任何稀疏对象都可以通过调用to_dense
转换回标准密集形式:
In [11]: sts.to_dense()
Out[11]:
0 0.469112
1 -0.282863
2 NaN
3 NaN
4 NaN
5 NaN
6 NaN
7 NaN
8 -0.861849
9 -2.104569
dtype: float64
SparseArray¶
SparseArray
是所有稀疏索引数据结构的基本层。它是一个1维的ndarray样对象,只存储不同于fill_value
的值:
In [12]: arr = np.random.randn(10)
In [13]: arr[2:5] = np.nan; arr[7:8] = np.nan
In [14]: sparr = pd.SparseArray(arr)
In [15]: sparr
Out[15]:
[-1.95566352972, -1.6588664276, nan, nan, nan, 1.15893288864, 0.145297113733, nan, 0.606027190513, 1.33421134013]
Fill: nan
IntIndex
Indices: array([0, 1, 5, 6, 8, 9], dtype=int32)

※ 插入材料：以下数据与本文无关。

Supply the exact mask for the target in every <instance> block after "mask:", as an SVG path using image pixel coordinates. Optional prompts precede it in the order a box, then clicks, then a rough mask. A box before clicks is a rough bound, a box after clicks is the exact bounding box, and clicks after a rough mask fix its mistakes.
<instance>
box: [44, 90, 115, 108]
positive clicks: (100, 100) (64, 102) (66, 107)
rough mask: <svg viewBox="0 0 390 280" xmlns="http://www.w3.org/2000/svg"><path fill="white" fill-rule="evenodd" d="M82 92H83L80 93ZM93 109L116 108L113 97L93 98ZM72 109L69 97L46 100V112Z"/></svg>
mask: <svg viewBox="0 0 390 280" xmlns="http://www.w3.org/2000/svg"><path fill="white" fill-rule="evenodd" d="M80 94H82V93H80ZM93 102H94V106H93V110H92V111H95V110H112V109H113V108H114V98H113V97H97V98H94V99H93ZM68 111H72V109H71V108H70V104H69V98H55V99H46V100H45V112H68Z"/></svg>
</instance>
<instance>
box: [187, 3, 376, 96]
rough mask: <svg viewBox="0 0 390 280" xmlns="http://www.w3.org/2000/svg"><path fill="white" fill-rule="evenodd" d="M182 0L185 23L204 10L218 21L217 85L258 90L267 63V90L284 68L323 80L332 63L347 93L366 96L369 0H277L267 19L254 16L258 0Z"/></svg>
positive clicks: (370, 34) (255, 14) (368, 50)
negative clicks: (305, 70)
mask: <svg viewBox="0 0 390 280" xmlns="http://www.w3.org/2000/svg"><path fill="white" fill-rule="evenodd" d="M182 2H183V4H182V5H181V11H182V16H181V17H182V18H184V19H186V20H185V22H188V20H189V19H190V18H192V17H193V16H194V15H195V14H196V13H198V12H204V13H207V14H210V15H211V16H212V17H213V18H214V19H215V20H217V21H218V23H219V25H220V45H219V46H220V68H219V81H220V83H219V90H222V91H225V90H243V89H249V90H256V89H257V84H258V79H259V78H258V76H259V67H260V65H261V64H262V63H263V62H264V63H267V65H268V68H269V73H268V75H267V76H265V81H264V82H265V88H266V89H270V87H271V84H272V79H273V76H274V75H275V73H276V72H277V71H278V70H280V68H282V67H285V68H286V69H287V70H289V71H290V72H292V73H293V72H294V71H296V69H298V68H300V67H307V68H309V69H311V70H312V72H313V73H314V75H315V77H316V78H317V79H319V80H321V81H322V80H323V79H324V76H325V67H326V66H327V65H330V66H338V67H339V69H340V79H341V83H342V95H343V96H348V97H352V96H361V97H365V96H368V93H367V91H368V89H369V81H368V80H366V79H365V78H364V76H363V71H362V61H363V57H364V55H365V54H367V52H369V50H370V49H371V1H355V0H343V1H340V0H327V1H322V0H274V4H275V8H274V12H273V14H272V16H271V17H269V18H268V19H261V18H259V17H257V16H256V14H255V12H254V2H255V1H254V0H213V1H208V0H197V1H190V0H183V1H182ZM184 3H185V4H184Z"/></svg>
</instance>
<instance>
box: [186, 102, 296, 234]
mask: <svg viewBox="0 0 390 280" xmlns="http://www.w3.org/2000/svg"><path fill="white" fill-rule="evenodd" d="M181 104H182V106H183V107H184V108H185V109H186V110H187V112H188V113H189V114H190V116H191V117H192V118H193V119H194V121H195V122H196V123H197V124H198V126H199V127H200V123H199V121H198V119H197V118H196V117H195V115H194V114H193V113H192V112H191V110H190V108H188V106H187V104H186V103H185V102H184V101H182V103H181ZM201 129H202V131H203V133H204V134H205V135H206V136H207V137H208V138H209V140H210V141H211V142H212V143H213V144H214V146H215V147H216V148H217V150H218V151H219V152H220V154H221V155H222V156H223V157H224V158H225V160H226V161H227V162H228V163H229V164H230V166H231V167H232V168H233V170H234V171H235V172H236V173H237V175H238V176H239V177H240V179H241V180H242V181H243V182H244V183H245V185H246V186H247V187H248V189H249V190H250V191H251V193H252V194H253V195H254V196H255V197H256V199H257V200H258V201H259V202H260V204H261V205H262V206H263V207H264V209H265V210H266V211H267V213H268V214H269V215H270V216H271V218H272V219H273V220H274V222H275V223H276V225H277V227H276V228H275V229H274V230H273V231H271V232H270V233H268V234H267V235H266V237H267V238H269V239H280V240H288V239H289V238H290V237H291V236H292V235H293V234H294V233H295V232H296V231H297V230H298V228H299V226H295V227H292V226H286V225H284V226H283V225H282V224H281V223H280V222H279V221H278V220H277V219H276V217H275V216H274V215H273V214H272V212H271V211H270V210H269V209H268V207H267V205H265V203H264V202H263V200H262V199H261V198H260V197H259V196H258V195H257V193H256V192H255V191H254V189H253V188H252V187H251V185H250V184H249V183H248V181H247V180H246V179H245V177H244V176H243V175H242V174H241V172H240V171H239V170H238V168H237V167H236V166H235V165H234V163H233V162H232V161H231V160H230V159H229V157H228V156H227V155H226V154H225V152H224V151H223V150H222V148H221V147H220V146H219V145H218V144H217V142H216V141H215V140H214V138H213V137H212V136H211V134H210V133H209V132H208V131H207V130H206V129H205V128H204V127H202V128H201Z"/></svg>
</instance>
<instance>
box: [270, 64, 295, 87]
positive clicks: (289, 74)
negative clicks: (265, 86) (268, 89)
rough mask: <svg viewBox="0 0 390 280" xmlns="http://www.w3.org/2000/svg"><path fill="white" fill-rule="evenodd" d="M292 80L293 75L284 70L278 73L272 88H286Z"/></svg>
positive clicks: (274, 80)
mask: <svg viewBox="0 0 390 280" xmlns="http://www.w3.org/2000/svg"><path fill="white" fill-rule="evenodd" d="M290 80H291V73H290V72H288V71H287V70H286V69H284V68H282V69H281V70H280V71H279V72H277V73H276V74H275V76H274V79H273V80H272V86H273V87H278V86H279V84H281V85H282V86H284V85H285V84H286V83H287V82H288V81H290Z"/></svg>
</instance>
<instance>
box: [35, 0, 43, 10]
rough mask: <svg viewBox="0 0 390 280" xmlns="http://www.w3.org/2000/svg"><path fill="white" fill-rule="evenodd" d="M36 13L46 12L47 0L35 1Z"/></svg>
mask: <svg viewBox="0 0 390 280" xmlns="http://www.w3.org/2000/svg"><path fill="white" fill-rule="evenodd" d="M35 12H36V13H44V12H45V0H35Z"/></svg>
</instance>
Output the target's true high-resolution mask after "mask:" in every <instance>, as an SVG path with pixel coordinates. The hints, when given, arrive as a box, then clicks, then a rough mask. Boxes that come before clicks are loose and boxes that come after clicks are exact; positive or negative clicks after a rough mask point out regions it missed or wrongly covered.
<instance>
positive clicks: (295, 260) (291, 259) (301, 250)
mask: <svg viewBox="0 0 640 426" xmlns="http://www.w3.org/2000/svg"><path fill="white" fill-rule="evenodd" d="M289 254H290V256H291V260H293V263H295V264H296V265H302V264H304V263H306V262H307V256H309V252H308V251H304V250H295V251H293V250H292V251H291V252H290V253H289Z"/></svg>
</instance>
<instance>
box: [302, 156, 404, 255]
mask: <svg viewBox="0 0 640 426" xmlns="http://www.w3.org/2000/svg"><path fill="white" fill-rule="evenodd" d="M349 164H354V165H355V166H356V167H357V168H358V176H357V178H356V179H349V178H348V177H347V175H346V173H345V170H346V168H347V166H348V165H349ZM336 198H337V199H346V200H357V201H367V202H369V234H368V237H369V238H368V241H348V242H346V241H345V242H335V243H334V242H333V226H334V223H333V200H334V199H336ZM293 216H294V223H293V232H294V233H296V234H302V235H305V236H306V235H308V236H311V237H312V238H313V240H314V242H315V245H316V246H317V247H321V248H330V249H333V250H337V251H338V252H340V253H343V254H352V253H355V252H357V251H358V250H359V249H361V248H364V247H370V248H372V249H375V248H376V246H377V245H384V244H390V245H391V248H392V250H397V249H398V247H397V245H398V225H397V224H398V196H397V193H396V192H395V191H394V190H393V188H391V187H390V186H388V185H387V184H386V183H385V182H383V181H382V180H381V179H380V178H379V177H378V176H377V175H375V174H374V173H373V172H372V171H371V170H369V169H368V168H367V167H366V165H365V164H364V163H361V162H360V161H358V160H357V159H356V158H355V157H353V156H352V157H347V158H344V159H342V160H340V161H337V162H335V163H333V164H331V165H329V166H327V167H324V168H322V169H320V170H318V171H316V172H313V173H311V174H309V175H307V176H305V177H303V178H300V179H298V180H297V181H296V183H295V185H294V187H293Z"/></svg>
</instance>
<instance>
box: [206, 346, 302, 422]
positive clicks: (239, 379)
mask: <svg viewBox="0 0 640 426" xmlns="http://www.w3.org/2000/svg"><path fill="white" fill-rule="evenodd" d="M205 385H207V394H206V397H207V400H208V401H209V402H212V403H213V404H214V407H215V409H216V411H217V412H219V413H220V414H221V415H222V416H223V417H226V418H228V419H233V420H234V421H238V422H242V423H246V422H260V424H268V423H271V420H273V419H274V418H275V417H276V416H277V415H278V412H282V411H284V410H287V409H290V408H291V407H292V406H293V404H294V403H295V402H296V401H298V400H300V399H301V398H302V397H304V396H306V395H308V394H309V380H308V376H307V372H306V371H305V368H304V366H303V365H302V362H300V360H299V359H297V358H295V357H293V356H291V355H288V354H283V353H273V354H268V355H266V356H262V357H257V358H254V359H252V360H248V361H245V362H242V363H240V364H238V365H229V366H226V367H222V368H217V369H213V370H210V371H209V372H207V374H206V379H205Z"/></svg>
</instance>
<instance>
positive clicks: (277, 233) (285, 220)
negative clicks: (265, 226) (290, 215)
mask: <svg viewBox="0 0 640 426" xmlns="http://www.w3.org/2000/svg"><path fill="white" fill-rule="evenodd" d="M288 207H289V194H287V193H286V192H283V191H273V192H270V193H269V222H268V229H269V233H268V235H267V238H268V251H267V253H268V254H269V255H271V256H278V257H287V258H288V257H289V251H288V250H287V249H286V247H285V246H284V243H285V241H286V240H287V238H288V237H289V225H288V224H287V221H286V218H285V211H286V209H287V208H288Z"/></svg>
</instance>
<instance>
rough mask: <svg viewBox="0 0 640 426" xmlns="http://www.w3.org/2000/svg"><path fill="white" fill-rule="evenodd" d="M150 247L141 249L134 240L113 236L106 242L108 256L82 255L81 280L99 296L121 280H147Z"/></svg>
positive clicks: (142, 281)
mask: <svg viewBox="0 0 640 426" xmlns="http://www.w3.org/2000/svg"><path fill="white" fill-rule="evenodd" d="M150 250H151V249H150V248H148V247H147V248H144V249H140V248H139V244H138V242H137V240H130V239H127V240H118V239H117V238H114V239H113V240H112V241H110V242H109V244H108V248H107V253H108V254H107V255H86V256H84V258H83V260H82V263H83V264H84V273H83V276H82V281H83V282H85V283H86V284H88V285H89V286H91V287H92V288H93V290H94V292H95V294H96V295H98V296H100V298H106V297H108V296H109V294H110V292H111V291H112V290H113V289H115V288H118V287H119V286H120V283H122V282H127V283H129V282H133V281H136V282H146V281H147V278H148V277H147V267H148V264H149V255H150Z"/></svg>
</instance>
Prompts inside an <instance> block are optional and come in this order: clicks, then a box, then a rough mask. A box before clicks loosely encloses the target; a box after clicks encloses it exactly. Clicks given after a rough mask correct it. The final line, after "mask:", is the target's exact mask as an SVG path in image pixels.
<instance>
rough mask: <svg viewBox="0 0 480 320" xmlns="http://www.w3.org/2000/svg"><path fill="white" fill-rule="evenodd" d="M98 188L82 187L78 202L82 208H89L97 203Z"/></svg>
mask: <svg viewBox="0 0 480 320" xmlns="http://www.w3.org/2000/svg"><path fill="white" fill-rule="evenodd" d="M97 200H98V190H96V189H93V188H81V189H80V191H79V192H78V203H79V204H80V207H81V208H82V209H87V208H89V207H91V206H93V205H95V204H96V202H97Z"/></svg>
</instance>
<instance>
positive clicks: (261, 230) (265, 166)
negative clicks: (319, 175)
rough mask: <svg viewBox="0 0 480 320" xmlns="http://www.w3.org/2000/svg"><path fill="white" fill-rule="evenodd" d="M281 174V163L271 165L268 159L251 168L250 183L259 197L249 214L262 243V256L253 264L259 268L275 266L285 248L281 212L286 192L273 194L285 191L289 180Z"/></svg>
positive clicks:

像索引对象(SparseSeries,SparseDataFrame)一样,通过调用to_dense
可以将SparseArray
转换回常规的ndarray:
In [16]: sparr.to_dense()
Out[16]:
array([-1.9557, -1.6589, nan, nan, nan, 1.1589, 0.1453,
nan, 0.606 , 1.3342])
SparseIndex objects¶
实现了两种SparseIndex
,block
和integer
。我们建议使用block
,因为它更节省内存。integer
格式保留数据不等于填充值的所有位置的数组。block
格式只跟踪数据块的位置和大小。
Sparse Dtypes¶
稀疏数据应具有与其密集表示相同的dtype。目前,支持float64
,int64
和bool
dtypes。根据原始dtype,fill_value
默认更改:
float64
:np.nan
int64
:0
bool
:False
In [17]: s = pd.Series([1, np.nan, np.nan])
In [18]: s
Out[18]:
0 1.0
1 NaN
2 NaN
dtype: float64
In [19]: s.to_sparse()
Out[19]:
0 1.0
1 NaN
2 NaN
dtype: float64
BlockIndex
Block locations: array([0], dtype=int32)
Block lengths: array([1], dtype=int32)
In [20]: s = pd.Series([1, 0, 0])
In [21]: s
Out[21]:
0 1
1 0
2 0
dtype: int64
In [22]: s.to_sparse()
Out[22]:
0 1
1 0
2 0
dtype: int64
BlockIndex
Block locations: array([0], dtype=int32)
Block lengths: array([1], dtype=int32)
In [23]: s = pd.Series([True, False, True])
In [24]: s
Out[24]:
0 True
1 False
2 True
dtype: bool
In [25]: s.to_sparse()
Out[25]:
0 True
1 False
2 True
dtype: bool
BlockIndex
Block locations: array([0, 2], dtype=int32)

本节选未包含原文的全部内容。